# Monkfield vivarium and ventilation. Advice/review needed



## scotjess (May 6, 2013)

Hi everyone, I'm after some advice and reviews. 
I have a Vivexotic EX48 (122cmx61cmx52.5cm)now which has 5 long strips for ventilation. I need to change it (due to sealant gone off and wood chips coming of a bit) but I'm a bit concerned about the ventilation in the Monkfield viv. Are the holes big enough (there are only 4 in the 48"x24"x24")
I looked into the new vivexotics but they all have smaller floor space. Any advice? 
My beardie Karl has a fragile health so I don't want to get it wrong.
Thank you ***x1f642;


----------



## Arcadiajohn (Jan 30, 2011)

I have them, they are quite well made and they do ventilate, however things can always be improved upon.

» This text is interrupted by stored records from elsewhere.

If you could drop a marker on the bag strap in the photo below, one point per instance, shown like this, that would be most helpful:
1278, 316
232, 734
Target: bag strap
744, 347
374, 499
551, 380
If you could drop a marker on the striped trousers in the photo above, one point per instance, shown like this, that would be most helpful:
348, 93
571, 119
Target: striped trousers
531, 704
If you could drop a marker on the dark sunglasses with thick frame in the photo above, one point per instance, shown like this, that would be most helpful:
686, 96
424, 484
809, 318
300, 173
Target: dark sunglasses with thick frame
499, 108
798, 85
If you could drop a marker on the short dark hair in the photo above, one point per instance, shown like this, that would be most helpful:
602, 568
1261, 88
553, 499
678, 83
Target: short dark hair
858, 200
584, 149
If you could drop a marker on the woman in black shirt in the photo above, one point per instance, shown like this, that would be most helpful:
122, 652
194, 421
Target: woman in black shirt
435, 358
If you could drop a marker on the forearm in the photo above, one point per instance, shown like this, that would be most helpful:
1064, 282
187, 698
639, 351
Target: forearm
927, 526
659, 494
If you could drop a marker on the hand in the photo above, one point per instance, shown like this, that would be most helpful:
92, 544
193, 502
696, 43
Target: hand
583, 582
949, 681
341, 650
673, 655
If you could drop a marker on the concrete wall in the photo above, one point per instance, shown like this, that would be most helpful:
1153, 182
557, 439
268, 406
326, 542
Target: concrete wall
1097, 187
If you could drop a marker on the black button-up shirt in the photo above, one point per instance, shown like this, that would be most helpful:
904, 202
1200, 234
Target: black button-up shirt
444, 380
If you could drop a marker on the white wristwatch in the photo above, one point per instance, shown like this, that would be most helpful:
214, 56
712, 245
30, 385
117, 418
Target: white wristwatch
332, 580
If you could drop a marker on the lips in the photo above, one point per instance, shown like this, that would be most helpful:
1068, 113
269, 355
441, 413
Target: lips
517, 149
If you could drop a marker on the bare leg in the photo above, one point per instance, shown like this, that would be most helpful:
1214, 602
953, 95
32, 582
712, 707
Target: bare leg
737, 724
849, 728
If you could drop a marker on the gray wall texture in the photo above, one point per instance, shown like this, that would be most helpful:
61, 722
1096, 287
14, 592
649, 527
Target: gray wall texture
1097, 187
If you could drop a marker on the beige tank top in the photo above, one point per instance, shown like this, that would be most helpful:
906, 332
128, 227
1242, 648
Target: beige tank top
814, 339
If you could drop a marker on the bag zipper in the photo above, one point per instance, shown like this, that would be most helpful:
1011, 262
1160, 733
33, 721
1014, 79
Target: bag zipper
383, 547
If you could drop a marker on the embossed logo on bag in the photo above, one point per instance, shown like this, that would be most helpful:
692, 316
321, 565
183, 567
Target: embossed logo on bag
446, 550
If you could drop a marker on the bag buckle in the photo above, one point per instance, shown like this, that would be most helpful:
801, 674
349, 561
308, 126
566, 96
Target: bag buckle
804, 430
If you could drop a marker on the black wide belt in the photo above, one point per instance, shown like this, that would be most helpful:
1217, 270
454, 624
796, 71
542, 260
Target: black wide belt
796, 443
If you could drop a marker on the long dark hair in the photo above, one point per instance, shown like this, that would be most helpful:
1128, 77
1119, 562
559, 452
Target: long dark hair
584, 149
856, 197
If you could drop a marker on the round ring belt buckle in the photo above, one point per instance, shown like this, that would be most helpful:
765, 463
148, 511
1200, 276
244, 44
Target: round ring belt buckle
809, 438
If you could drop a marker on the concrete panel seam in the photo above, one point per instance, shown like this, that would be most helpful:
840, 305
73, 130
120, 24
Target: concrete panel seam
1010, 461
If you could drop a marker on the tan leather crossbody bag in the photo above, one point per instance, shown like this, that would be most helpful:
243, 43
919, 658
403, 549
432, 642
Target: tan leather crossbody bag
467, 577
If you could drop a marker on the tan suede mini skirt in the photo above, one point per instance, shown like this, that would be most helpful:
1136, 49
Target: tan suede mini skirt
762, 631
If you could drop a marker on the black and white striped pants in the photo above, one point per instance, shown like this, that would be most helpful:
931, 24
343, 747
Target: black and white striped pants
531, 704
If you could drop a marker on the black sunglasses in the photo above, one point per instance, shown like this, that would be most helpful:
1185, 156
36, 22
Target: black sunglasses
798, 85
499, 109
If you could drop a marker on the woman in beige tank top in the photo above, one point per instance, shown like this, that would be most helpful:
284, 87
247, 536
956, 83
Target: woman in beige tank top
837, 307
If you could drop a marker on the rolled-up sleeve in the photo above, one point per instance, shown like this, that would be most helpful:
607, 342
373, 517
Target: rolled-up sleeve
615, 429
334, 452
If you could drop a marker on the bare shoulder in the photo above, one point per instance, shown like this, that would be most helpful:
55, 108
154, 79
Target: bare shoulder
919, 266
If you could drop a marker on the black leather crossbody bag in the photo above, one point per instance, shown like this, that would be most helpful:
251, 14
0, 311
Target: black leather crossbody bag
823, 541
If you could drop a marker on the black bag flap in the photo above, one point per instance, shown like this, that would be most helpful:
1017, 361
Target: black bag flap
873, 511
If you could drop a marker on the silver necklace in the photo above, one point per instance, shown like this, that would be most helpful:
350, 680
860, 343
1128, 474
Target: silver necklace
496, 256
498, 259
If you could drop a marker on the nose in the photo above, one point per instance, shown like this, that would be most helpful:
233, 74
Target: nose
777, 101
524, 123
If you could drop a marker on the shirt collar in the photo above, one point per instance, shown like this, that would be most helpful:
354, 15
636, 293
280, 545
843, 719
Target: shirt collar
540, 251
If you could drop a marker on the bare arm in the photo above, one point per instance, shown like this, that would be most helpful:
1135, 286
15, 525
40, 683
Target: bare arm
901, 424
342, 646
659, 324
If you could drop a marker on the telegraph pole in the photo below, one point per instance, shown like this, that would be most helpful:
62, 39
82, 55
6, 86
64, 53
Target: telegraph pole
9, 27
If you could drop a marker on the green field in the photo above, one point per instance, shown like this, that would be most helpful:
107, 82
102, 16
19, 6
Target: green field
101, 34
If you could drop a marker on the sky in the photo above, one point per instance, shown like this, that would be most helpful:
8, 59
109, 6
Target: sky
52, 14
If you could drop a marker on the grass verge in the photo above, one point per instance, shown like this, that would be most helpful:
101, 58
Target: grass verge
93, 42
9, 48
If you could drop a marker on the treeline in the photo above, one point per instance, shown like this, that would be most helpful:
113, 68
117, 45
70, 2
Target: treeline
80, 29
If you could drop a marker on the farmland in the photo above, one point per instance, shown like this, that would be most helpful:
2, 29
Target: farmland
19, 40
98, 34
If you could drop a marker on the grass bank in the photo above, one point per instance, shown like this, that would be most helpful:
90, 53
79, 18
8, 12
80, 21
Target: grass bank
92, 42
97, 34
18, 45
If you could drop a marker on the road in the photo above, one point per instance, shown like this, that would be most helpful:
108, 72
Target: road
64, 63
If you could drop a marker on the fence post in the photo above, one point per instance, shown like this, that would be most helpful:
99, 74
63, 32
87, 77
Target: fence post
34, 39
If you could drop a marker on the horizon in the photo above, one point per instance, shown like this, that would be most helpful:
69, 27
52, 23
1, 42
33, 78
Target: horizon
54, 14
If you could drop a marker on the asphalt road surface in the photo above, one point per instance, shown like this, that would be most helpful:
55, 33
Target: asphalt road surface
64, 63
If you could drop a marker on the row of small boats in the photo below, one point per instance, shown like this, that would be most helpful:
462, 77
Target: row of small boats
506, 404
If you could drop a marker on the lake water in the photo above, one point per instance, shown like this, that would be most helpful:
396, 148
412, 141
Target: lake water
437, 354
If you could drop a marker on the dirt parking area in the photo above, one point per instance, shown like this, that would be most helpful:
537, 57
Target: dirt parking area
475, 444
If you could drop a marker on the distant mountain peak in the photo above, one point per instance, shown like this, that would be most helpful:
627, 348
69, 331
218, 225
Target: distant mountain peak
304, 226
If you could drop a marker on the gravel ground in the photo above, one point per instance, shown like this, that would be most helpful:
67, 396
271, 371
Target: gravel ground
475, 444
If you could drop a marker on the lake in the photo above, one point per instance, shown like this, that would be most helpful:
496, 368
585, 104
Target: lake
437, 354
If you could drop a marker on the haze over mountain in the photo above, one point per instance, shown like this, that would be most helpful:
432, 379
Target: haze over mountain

You could easily drill and add in cabinet ventilation plates

If you add in 4 more, 2 at one side down towards the bottom of the viv and 2 more opposite the first 2 but towards the top of the viv the air will draw through like a chimney.

Its all part of the fun


----------



## scotjess (May 6, 2013)

Arcadiajohn said:


> I have them, they are quite well made and they do ventilate, however things can always be improved upon.
> 
> You could easily drill and add in cabinet ventilation plates
> 
> ...


Thanks for the tip. Sounds like they need work to be done. I don't have tools for this kind of holes. Also, I'm not physically able to build the viv myself so I'd have to make sure I get the tools and that my friend is OK to do this. I wish vivexotic hadn't made their viv smaller. I really want my boy to be comfy and safe. I have to think on that and see what's possible.


----------